GLASGOW.- Two exhibitions opened this week featuring significant loans from the
Burrell Collection. With a medieval tapestry depicting a mythical unicorn and one of the worlds rarest carpets flying over 3,000 miles to the United States, the Burrell Collection, Glasgow, is set to enchant audiences this summer in Paris and New York.
Magical Unicorns, at Musée de Cluny, Paris, 14 July 2018 25 February 2019, is the inaugural exhibition at the renowned museum. Exploring late medieval perceptions and depictions of unicorns, the Burrells Hunt of the Unicorn, a tapestry originally from Switzerland dating from before 1592, is on display. The tapestry, purchased by Sir William on 6 February 1937 for £250 has not been shown in public since 1969.
The tapestry depicts a white unicorn driven by the Angel Gabriel blowing a hunting horn and holding a leashed dog leaping onto the lap of a seated virgin. In the 1500s, many believed unicorns were real with depictions of unicorns prevalent throughout history.

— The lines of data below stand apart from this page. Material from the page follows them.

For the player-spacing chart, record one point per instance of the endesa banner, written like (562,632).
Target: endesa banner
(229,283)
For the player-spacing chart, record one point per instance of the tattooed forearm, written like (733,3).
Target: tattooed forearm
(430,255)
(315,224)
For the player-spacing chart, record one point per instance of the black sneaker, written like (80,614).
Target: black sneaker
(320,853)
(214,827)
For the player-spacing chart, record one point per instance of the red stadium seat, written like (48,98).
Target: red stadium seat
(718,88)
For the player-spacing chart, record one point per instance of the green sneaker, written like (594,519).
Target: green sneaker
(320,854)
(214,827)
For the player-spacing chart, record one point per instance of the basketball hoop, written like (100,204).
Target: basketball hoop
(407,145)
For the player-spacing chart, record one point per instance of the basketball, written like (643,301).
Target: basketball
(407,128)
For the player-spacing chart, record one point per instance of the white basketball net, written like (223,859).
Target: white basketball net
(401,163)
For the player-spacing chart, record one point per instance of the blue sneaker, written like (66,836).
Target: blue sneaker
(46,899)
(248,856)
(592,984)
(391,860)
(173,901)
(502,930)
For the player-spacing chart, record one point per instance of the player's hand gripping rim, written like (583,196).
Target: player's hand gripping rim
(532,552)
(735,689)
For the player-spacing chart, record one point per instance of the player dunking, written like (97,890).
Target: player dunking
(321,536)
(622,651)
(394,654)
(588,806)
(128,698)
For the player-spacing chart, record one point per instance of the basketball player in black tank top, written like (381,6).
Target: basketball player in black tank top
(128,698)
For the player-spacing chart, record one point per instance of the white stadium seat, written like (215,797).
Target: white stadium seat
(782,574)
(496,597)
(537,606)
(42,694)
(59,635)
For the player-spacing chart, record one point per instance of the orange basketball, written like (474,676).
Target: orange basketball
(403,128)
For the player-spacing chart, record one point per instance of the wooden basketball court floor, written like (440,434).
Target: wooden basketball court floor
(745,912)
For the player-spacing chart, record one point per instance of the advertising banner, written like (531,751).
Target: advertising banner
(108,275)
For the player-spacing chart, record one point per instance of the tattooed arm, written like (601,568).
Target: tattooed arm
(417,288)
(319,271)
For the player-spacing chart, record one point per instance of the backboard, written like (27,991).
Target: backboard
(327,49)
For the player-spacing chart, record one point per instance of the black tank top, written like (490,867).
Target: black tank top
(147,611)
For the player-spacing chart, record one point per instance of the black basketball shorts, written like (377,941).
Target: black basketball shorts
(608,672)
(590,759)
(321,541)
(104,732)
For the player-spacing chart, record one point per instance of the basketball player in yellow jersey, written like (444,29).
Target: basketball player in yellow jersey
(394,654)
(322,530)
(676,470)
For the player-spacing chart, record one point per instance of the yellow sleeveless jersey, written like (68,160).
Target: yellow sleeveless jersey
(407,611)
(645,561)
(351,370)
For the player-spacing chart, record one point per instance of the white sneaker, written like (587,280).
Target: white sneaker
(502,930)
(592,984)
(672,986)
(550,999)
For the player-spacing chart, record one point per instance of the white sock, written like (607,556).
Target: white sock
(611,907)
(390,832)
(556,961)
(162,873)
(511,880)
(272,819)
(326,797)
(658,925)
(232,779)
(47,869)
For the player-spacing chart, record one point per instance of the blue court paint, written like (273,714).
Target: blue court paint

The display of a late 17th-century Persian carpet, never before seen in the United States, also opened at The Metropolitan Museum of Art this week. Featuring the Wagner Garden Carpet, the display titled Eternal Springtime: A Persian Garden Carpet from the Burrell Collection is open from 10 July 7 October 2018.
The Wagner Garden Carpet is considered to be one of only three early surviving Persian garden carpets in the world. However the design of this particular carpet is unique and no other examples resembling it or using part of its base-pattern have yet been identified. Measuring 5309 mm in height and 4318 mm in width, due to its size and previous restrictions on lending beyond the shores of Great Britain, the display will provide a rare opportunity for members of the public to see the earliest example of a garden carpet outside of Asia.
Eternal Springtime: A Persian Garden Carpet from the Burrell Collection at The Metropolitan Museum, New York and Magical Unicorns at Musée de Cluny, Paris, take place whilst the Burrell Collection, Glasgow, undergoes an estimated £66 million refurbishment of its building and redisplay of its extensive Collection. When the Burrell Collection re-opens late 2020, the Wagner Garden Carpet will be focal object of a three-carpet display that explores heavenly gardens in Islamic art as depicted on Persian carpets.
Both loans follow on the heels of the exhibition Courbet, Degas, Cézanne
Chefs-d'oeuvre réalistes et impressionistes de la collection Burrell, the inaugural exhibition at the newly reopened Musée Cantini, Marseilles which features 58 works from the Burrell and which continues until 23 September 2018.
This year will also see the Burrell travel for the first time, to the Far East as 73 works from the Burrell Collection and seven supporting works from Kelvingrove Museum and Art Gallery will tour five museums across Japan from October 2018 to January 2020.